Microlaryngoscopy is a procedure performed under general anaesthesia where the larynx (voice box) is inspected. Lesions on the voice box can be biopsied or excised (removed).

Sometimes, oesophagoscopy (inspection of the food pipe) or bronchoscopy (inspection of the airways) may also be performed, if indicated.

Before the Surgery

Reading Materials

Please read this page and the Royal Australasian College of Surgeons’ information sheet, “Direct Laryngoscopy, Microlaryngoscopy, Microlaryngeal surgery, Bronchoscopy and Oesophagoscopy” so that you understand the procedure, the benefits and risks associated with this procedure and the expected outcomes of surgery. The information sheet will be given to you when booking your operation.


Smoking places one at higher risk during anaesthesia and affects surgical wound healing. For the best surgical outcome, ceasing smoking at least 1 month prior to surgery is strongly recommended.


As you will be fasting before surgery, drink plenty of fluids and have a good meal before your fast begins.

After the Surgery

Recovery Room

Your listed contact will be called once you are fully awake in recovery.

Drip (intravenous cannula)

You will wake up with a drip in one of your hands.
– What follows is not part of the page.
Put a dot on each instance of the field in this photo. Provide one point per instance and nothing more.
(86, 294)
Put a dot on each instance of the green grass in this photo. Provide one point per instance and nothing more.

The needle of the drip has been removed and what is left is simply a plastic tube to deliver further fluids or medications through this route - you can still move and use that hand gently.

It will be removed by nursing staff before you are discharged from the hospital.


Apart from avoiding foods and drinks that can cause reflux, there are no specific dietary restrictions following this surgery.

Pain Relief

You may experience some discomfort in your throat post-operatively. This is often due to the breathing tube you had in your throat rather than the surgical procedure itself.

Simple analgesia such as Panadol and Nurofen is usually all that is required.

Voice Rest and Vocal Hygiene

Please rest your voice for 2 weeks following surgery. You can still speak, but you should avoid shouting or whispering to reduce trauma to the vocal cords. Reducing the amount that you speak will assist your recovery.

Coughing and throat clearing should be avoided for at least 2 weeks. Increasing your fluid intake will be beneficial for the vocal cords.

If you are not already on anti-reflux medication, my anaesthetist will prescribe a short course for you. This will assist healing of the voice box.

Expected Recovery

Most patients are able to return home the same day. You may notice some voice hoarseness, which can last 2 to 3 weeks.

Follow Up

I will inform you when you need to see me following the procedure – please contact my rooms to schedule this appointment.